Mary Kay Shanley
Just like you, I was born and, five years later, went to school. In sixth grade, my teacher told me I was the best writer she’d ever had. That afternoon while walking the five blocks home, I decided to be a journalist. The plot thickened in high school when my father declared I’d be majoring in nursing. (“Women don’t get jobs in the newsroom,” he’d remind me—and he was almost, but not quite, correct.) If I’d gone into nursing, there are thousands of people alive in Central Iowa today who would otherwise be dead.
I went to Creighton University ( Omaha) armed with two goals: to seriously study the night before every test, and to end up working for a newspaper. During my final semester, I interviewed an editor at the Des Moines Register and Tribune for my senior project. After he’d answered all my questions, the editor offered me a job, to which I replied, “Huh?” followed by, “Sure!” Three years later, I married and left the newsroom to birth three babies in four years. My only goal then was to get a good night’s sleep.
I moved into free-lancing, knowing I could do the laundry between paragraphs. For 20 years, I freelanced for newspapers and national magazines. Then, after a friend died of cancer in 1991, my first book, She Taught Me to Eat Artichokes, emerged. Though I did not intend to write more books, nine have followed and No. 10 is coming together. Two -- Artichokes and When I Think about My Father (a collection of essays) -- were considered for Oprah Winfrey shows.

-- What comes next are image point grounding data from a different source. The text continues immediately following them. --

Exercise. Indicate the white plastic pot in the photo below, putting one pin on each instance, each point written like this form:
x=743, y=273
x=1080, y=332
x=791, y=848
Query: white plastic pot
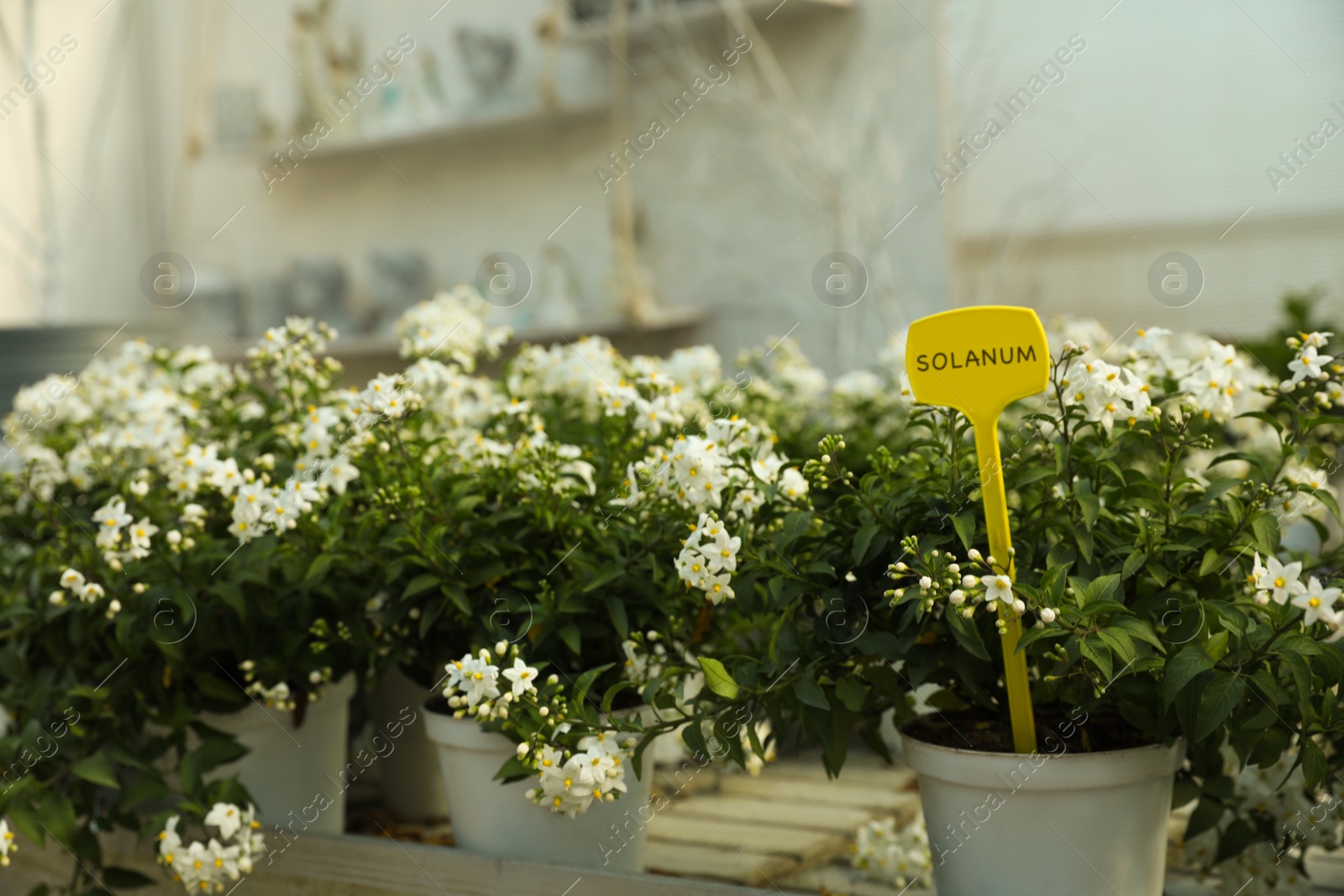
x=499, y=820
x=413, y=785
x=289, y=768
x=1028, y=825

There is a big difference between being considered for Oprah and being on Oprah.
I’m the Iowa Author (2012-2013); member of the Society of Midland Authors and Published Authors Liaison of Central Iowa. I teach at the University of Iowa's Summer Writing Festival (16 years); co-conduct writing retreats for women and run two Writers Groups. I've also taught in the J-schools at Iowa State University (Ames) and Drake University (Des Moines) and in the Iowa Correctional Institution for Women prison.